Nous avons documenté de très sérieux manquements des pouvoirs publics quant à la protection des mineurs isolés et des entraves systématiques à la demande d'asile. Nous avons également recueilli des preuves de pratiques illégales de refoulement aux frontières et de comportements brutaux et violents de la part de certains services de police.
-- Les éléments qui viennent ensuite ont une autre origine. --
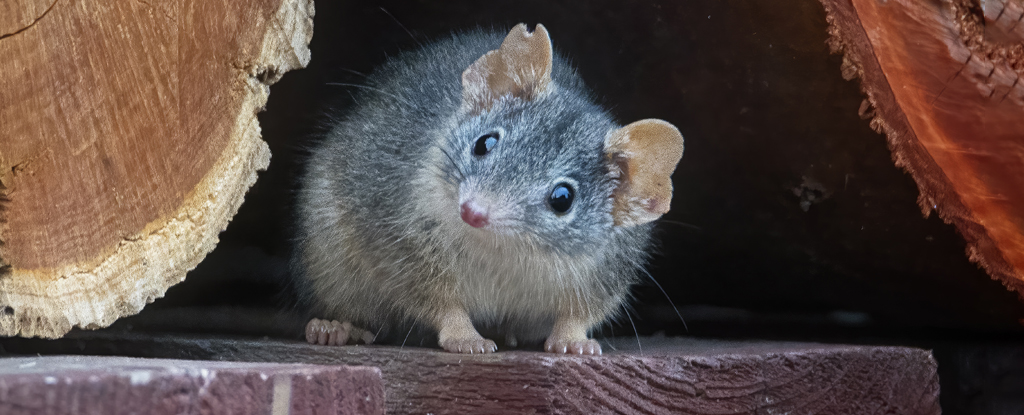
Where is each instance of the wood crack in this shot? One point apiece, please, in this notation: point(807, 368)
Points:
point(5, 36)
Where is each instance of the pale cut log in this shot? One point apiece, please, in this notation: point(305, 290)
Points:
point(943, 81)
point(128, 137)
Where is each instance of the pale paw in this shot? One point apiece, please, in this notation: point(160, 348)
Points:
point(566, 346)
point(332, 332)
point(469, 346)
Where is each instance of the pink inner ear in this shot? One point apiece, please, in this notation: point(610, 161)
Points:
point(520, 68)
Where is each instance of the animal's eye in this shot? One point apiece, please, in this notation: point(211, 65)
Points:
point(561, 198)
point(484, 143)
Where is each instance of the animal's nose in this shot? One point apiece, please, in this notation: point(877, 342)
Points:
point(473, 214)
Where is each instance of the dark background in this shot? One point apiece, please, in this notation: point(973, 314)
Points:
point(790, 219)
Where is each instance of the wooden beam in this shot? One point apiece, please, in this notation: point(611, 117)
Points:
point(669, 376)
point(72, 384)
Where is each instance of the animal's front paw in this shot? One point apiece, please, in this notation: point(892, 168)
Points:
point(469, 345)
point(568, 346)
point(335, 333)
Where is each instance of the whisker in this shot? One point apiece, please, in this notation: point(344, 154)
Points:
point(639, 346)
point(379, 90)
point(677, 222)
point(668, 298)
point(401, 26)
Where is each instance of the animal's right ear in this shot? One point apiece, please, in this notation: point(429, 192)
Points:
point(520, 68)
Enfin, nous avons pu constater des tentatives d'intimidation par les forces de l'ordre à l'encontre de personnes offrant une aide humanitaire.
La liste des lieux où sont constatées ces atteintes aux droits et libertés fondamentales est longue : entre Vintimille et Menton, dans la vallée de la Roya, dans le Briançonnais, sur le littoral nord, de Grande-Synthe à Ouistreham en passant par Calais, et désormais à la frontière avec l'Espagne.
Nous vous appelons donc à entamer avec le gouvernement un examen approfondi de la situation aux frontières intérieures françaises, afin que soient élaborés et mis en œuvre les dispositifs et les mesures nécessaires pour que les droits fondamentaux des personnes migrantes et réfugiées y soient effectivement respectés. La création d'une commission d'enquête parlementaire visant cet objectif serait le cadre adapté à cette démarche, et nous vous invitons à soutenir le principe d'une telle initiative.
* ONG signataires : Amnesty International France, la Cimade, Médecins du monde, Médecins sans frontières, Secours catholique-Caritas France.
Tribune parue dans le Journal du Dimanche du 28 septembre.